My Wife had just arrived too, called to me as she was walking to the bar.

The short answer is no. In my experience, habitually late people most often have some mental issues which makes them unable to be on time without a struggle unlike what you ever experience. Some are able, through intense strategizing, to be prompt when the consequences are dire, like getting fired. Some are not.

Despite the beliefs of the majority of people on this thread, their lateness is not about you, and it causes them all the emotions you would have if you had such a problem.

There are of course, self-absorbed assholes who are habitually late. These people are easy to spot.

You have your answer. They are completely oblivious to embarrassment or even noticing the discomfort of others.

And as you are seeing in this thread, they will weaponize your inconvenience into their outrage.

When it really matters we can be on time. We don’t miss planes and trains that will leave without us. We aren’t late to meetings called by our bosses or their bosses.

Conclusion, you peons don’t matter to us. You have no ability to punish us. Suck it time normies!

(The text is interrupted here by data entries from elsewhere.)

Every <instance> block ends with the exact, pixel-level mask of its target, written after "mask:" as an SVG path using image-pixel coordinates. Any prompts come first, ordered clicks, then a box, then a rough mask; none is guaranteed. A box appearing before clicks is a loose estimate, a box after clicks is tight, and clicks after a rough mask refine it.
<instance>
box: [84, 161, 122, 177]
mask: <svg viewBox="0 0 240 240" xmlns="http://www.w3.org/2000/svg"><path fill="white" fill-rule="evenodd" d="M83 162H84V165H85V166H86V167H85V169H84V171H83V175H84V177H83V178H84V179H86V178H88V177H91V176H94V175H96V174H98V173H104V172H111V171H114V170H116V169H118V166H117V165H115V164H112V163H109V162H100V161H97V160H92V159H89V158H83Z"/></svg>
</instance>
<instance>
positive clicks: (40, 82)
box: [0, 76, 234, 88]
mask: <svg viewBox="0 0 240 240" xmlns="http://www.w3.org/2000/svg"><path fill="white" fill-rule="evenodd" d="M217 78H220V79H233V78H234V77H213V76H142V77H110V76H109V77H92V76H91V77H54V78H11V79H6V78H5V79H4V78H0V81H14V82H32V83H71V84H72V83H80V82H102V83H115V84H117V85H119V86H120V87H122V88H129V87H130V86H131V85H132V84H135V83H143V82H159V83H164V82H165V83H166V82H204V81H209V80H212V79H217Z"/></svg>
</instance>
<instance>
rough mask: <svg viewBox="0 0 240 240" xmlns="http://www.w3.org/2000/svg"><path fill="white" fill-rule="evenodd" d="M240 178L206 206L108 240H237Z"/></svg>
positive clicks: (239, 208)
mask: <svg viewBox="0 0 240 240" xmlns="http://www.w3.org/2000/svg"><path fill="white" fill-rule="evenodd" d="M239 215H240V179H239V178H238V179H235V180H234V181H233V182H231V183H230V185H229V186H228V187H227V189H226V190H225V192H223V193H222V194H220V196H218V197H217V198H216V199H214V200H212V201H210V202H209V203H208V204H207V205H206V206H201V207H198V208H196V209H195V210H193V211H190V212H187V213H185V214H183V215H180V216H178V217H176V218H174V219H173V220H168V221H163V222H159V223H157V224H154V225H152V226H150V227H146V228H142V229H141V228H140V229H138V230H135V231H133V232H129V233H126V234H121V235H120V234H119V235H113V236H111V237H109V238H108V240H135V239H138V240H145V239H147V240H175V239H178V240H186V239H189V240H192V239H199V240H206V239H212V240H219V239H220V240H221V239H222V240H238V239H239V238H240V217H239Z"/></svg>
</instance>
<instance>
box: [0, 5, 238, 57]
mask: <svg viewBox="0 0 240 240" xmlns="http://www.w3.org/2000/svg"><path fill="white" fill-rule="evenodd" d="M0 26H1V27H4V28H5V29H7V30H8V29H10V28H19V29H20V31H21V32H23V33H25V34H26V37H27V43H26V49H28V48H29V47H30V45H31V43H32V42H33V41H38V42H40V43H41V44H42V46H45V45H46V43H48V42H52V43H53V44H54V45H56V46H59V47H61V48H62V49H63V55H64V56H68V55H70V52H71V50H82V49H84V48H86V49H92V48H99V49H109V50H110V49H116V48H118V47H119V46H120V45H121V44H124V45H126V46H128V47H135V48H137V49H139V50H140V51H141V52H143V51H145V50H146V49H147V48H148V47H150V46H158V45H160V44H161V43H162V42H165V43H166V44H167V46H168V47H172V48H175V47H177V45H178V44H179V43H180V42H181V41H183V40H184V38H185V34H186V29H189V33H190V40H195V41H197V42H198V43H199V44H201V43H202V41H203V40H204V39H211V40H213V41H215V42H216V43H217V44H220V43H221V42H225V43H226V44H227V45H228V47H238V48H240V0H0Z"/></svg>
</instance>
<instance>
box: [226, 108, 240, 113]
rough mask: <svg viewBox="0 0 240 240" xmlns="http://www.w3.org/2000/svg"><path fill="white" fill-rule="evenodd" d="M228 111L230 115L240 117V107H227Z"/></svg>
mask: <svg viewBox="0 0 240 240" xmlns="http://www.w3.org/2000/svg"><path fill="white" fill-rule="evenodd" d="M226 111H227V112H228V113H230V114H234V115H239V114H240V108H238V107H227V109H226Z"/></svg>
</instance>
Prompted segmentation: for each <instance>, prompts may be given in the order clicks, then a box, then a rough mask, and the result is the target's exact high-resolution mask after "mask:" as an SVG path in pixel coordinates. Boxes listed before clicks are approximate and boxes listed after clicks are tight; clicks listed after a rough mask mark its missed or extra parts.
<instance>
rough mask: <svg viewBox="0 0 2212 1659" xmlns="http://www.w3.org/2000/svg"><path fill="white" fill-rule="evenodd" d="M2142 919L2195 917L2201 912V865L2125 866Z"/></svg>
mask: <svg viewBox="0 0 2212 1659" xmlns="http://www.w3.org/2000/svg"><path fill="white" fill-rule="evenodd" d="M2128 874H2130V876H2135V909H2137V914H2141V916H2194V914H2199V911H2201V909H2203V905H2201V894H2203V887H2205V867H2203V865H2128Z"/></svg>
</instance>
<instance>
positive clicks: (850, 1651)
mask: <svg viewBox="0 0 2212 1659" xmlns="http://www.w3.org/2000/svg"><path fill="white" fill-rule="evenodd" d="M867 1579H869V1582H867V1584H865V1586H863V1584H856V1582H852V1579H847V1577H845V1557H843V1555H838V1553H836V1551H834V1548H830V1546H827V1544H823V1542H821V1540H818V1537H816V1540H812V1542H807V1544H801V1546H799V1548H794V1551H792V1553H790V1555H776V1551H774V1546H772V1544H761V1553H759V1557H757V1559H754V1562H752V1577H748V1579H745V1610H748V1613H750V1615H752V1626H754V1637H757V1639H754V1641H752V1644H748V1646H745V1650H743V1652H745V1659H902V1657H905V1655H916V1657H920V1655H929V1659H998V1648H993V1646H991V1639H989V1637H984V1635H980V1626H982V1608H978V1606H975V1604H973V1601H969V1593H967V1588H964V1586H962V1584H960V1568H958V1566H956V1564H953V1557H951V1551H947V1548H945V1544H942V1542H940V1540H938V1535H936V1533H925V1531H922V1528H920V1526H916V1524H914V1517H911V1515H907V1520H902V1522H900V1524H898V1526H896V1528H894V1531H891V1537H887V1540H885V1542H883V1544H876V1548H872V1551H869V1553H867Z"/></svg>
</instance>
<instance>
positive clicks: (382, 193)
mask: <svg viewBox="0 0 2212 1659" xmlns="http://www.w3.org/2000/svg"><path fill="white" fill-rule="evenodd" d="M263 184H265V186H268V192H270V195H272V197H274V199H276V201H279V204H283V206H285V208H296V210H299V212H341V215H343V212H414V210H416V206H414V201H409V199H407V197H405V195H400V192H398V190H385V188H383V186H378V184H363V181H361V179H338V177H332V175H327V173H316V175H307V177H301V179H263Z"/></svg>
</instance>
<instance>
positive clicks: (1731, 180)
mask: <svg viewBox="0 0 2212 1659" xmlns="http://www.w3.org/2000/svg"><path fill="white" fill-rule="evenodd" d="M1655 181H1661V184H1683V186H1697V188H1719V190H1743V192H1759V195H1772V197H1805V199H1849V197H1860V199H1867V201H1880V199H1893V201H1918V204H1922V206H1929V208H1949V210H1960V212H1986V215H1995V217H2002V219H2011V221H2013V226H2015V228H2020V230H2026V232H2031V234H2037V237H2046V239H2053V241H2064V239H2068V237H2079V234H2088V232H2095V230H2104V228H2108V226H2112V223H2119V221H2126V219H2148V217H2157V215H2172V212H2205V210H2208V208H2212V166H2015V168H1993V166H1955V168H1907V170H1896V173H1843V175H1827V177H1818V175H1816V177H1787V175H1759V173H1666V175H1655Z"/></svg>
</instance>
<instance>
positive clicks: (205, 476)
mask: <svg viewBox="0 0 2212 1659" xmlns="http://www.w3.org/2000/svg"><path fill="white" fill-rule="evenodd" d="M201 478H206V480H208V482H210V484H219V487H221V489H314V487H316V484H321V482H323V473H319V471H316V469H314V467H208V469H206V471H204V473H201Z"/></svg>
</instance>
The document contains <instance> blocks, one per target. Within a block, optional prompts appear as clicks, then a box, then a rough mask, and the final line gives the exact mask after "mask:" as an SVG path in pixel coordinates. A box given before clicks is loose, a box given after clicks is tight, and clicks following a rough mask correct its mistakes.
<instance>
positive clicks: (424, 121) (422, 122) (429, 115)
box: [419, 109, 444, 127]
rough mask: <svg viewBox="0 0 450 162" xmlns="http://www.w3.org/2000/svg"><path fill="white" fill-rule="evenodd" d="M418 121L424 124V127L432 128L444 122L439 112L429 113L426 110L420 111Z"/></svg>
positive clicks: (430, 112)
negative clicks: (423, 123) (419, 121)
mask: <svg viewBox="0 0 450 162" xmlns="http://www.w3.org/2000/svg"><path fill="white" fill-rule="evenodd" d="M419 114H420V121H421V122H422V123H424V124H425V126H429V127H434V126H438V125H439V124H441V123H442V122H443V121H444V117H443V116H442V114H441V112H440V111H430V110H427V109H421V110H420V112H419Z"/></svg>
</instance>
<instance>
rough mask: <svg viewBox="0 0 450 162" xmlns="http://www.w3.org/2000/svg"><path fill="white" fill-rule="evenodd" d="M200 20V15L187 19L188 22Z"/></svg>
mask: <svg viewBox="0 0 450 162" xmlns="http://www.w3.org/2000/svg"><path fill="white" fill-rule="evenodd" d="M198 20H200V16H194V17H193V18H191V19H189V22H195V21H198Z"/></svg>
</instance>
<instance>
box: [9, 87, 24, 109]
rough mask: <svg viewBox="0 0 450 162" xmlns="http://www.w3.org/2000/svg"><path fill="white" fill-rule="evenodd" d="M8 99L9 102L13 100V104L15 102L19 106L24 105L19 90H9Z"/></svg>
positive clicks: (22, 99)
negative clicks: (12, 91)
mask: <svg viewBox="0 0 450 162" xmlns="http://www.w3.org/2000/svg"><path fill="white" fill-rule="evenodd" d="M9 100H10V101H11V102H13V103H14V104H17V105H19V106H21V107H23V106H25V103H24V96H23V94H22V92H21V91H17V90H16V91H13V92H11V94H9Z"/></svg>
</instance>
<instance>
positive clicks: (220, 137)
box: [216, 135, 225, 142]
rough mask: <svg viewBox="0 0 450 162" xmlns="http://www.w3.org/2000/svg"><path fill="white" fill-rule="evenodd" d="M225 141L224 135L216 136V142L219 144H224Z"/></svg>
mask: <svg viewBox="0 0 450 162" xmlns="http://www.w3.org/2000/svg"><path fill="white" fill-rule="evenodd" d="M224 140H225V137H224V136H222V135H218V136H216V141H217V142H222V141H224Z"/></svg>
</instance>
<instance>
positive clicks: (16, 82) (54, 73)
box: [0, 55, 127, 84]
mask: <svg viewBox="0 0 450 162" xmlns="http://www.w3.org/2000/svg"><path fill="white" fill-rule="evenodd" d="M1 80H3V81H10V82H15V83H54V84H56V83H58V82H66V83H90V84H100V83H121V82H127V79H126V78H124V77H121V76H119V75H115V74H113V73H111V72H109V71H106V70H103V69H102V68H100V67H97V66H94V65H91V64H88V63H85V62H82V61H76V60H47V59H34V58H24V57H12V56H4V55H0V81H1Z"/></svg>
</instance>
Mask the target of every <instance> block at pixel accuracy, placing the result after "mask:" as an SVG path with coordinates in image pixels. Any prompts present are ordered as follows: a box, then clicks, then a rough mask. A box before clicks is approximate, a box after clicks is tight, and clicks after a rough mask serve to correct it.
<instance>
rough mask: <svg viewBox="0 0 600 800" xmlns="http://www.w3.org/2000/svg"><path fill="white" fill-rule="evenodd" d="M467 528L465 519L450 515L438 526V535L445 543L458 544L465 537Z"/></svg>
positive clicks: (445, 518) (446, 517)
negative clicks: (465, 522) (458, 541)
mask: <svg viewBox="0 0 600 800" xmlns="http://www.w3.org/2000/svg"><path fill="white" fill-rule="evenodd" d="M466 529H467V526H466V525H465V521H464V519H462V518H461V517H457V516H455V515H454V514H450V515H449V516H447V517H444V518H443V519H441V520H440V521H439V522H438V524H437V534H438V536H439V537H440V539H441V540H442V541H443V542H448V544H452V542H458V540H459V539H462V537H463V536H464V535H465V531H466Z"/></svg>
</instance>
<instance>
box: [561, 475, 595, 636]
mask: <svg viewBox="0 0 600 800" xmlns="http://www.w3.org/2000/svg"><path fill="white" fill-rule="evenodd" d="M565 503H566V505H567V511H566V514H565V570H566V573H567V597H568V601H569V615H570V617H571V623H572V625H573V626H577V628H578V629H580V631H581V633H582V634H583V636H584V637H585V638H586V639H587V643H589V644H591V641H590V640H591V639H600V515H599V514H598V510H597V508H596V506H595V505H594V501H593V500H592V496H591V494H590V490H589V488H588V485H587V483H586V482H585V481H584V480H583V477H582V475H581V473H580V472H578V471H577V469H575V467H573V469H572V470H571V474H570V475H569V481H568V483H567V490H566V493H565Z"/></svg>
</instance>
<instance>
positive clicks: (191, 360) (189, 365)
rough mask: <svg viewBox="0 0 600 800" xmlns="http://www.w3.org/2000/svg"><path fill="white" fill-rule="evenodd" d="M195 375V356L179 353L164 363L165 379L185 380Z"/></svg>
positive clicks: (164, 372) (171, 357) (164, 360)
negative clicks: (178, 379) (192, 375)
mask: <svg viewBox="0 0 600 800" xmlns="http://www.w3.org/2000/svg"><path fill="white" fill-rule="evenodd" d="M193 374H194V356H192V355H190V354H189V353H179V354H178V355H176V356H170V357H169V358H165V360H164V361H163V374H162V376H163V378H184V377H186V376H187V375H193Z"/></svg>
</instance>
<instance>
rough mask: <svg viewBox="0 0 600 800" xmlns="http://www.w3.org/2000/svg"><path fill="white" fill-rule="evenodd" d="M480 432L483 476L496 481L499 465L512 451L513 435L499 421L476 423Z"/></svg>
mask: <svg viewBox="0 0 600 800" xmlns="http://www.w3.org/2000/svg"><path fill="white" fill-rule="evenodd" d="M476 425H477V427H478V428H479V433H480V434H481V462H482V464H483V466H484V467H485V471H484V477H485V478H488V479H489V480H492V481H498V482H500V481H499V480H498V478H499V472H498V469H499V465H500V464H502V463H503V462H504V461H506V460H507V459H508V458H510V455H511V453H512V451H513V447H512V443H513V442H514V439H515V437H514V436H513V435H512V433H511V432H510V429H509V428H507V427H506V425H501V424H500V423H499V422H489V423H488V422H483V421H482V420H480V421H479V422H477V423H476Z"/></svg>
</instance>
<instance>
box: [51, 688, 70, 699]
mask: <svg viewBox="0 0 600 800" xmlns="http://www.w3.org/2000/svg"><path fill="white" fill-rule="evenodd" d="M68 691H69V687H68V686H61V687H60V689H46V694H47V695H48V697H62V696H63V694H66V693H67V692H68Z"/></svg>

I think this might be a difference between two groups of people- reading this almost made my head spin. It has never occurred to me that “on time” is a precise moment. Anything that isn’t “late” is “on time” . There are of course situations where it’s possible to be “too early” but in a lot of situations, maybe most, that isn’t really applicable - it’s hard to be too early to a meeting in a conference room down the hall from my desk. I didn’t leave 20 minutes early to account for traffic and parking so I won’t get there 20 minutes early , and for most other situations, getting there 15 - 20 minutes early won’t be a problem. No one cares if I get to the the doctor’s office or the church 20 minutes early , I’ll just be there a little longer waiting for my appointment or for the wedding/service to start. Nobody can do “precisely on time” regularly- but if you are five or ten minutes early, you aren’t late. And even when It’s possible to be “too early” there are often ways to mitigate it - I wouldn’t want to show up to a job interview twenty minutes early but I can sit in my car if I drove.

Part of the reason people believe that the habitually late are inconsiderate is that so many of them explain their lateness by saying something to the effect of not wanting to get there early and having to wait and waste time. ( not you @puzzlegal , I remember enough of this conversation to know you aren’t one of them)

How do people that are perpetually late, cook? Do you set timers?

I’m always on time and I set timers.

Same hajario. Well I set timers for cooking. For other stuff like “I have to leave at noon the next day” there is no need for a timer, because that’s ‘baked into my head’ the day before.

If the roast needs looked at in 45 minutes, I’ll set a timer so I don’t have to watch the clock. I could lose track of that. But not usually.